Monday, November 21, 2005

Star Wars: Episodes I-VI - The greatest postmodern art film ever |

An interesting view on the entire series, now that we're able to sit and watch the six episodes back to back.

"As literary critics have long pointed out, the arbitrary yoking together of events in the service of storytelling is one of the fundamental characteristics of all narrative. R2-D2 needs to hook up with Luke on Tatooine, just as Prospero's enemies need to wash up on the shores of his island, and Elizabeth Bennet needs to marry Mr. Darcy, for the narrative requirements of those stories to be fulfilled. The audience's willing surrender to narrative coincidence is demanded by the story's need to conclude itself.

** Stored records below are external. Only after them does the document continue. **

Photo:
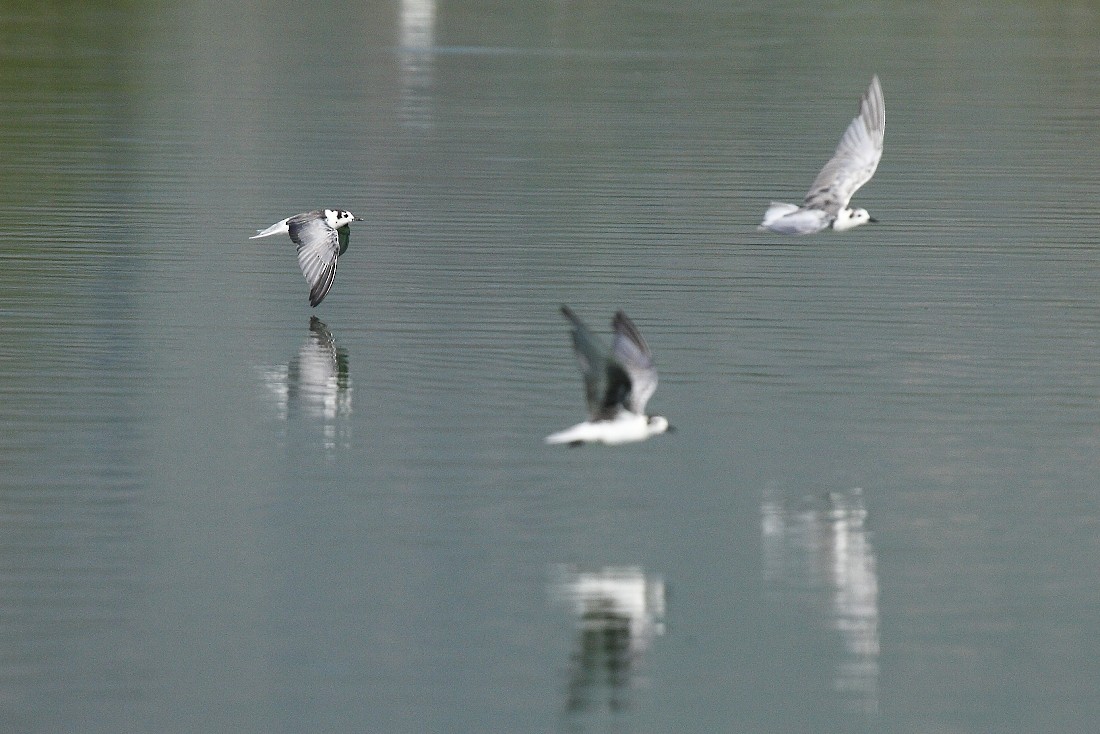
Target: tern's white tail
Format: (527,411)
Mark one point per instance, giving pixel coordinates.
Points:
(777,210)
(277,228)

But Lucas takes this self-consciousness about narrative artifice a step further: He makes explicit his theoretical interest in the mechanics of plot. As viewers, we take pleasure in the implausible events that must happen for the narrative contraption to snap shut in a satisfying way. But the characters come to understand that there is another agent, external to themselves, that is dictating the action. Within the films' fiction, that force is called … er, "the Force." It's the Force that makes Anakin win the pod race so that he can get off Tatooine and become a Jedi and set all the other events in all of the other films in motion. We learn that Anakin's birth, fall, redemption, and death are required to "bring balance to the Force" and, not coincidentally, to give the story its dramatic shape. The Force is, in other words, a metaphor for, or figuration of, the demands of narrative. The Force is the power of plot."